Making the numbers add up

Oliver’s revenues have been flying – a compound average annual growth of 64% over 14 years, according to Martin – but everyone wants to know how he makes a profit margin.

Accounts show Inside Ideas Group’s profits were virtually zero between July 2015 and June 2017, even as annual revenues more than doubled over two years. Martin went on to inject £3m into the business in two chunks during 2017 and 2018, investing his own money and turning to friends, including Steve Parish, Crystal Palace FC’s chairman and founder of production company Tag Worldwide, who ended up with a stake of more than 5%.

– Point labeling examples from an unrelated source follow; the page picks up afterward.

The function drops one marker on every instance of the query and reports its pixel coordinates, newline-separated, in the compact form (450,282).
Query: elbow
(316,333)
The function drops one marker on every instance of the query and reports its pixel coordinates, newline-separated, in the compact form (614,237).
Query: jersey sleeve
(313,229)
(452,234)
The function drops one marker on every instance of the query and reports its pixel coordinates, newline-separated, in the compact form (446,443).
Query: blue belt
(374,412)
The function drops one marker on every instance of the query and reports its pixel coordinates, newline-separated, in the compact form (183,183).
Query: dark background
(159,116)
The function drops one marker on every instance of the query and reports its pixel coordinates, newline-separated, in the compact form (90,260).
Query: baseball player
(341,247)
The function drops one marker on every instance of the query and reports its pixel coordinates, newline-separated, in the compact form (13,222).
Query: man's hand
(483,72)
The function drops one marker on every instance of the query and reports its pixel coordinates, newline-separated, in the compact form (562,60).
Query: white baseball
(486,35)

"That’s the way we were able to grow the business so fast – we had to use our own Ebitda," Martin says, rather than taking investment from private equity or venture capital. "This is an inherently profitable model at the client level. But it depends on how much of your profit you invest to fuel your growth. Clients are demanding we go around the world but they can only subsidise some of that set-up investment. We could have grown slower, opened in fewer countries and shown more Ebitda."

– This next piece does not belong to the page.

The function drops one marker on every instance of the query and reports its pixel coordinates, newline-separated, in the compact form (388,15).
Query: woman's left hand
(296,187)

Martin says profits are rising, calling it "a deliberate hockey stick" as the graph starts to point upwards, and he forecasts Ebitda of £13m this year. That would value Inside Ideas Group at a multiple of about 15 times profits, based on Campaign’s £200m estimate. Martin owned 67% before the sale, making his stake potentially worth as much as £130m.

What’s next?

Oliver has recently opened offices in Thailand, Japan and Argentina. Martin says: "The future is very exciting. We’ve only just started – there’s a long way to run. We are highly in-demand, there are many clients that want to convert to our unique model, the opportunity is vast and we’ve created a global platform to take advantage of that."

Oliver has been You & Mr Jones’ largest acquisition. That means Martin ought to have a big say over its future direction, rather than being a small cog in a holding company, and he is thought to have retained a significant minority stake.

The rationale for the deal is that Martin and his team will get access to better technology while the rest of You & Mr Jones should benefit from Oliver’s "on-site" presence inside client organisations.

Martin and Jones do have similar values, both have been using the phrase "better, faster, cheaper" for years before doing their deal. One Young World, a charity co-founded by Jones, has a stake in You & Mr Jones while Oliver has a charitable foundation.

There are many in the agency world who think in-housing has major limitations and the current trend will turn out to be a fad but Martin and his team are enjoying proving the sceptics wrong so far.

As Kavanagh says: "If you’re not in-house, then what’s the opposite of that? You’re an outhouse – and everyone knows what an outhouse is."

You & Mr Jones: How Oliver fits into the fold

David Jones’ acquisition of a majority stake in Oliver and its parent company, Inside Ideas Group, is his biggest deal since launching You & Mr Jones as a "brand tech" group with $350m of investment in 2015.

Back then, Jones, former global chief executive of Havas, warned established agency groups risked ending up "like Kodak", which was exclipsed because of digital disruption. He looks prescient, given the subsequent slump in the share price of WPP and others.

You & Mr Jones has gone on to make 39 acquisitions and investments. Jones has assembled a varied collection of assets, including mobile marketing firm Mobkoi and content agency Gravity Road, plus stakes in augmented-reality platform Niantic, social sharing app Pinterest and marketing cloud platform Automat.

Jones says that they are "trying to disrupt marketing, rather than create some new kind of agency model" and describes "brand tech" as "a belief that you can use technology to do marketing better, faster, cheaper".

The jury is still out on whether You & Mr Jones has a coherent offering, but buying Oliver has raised its profile.

Brian Wieser, former analyst at Pivotal Research Group who has just joined Group M, likens You & Mr Jones to Sir Martin Sorrell’s new venture, S4 Capital, and says they "look like appealing business models" because "they are prioritising on areas of client growth".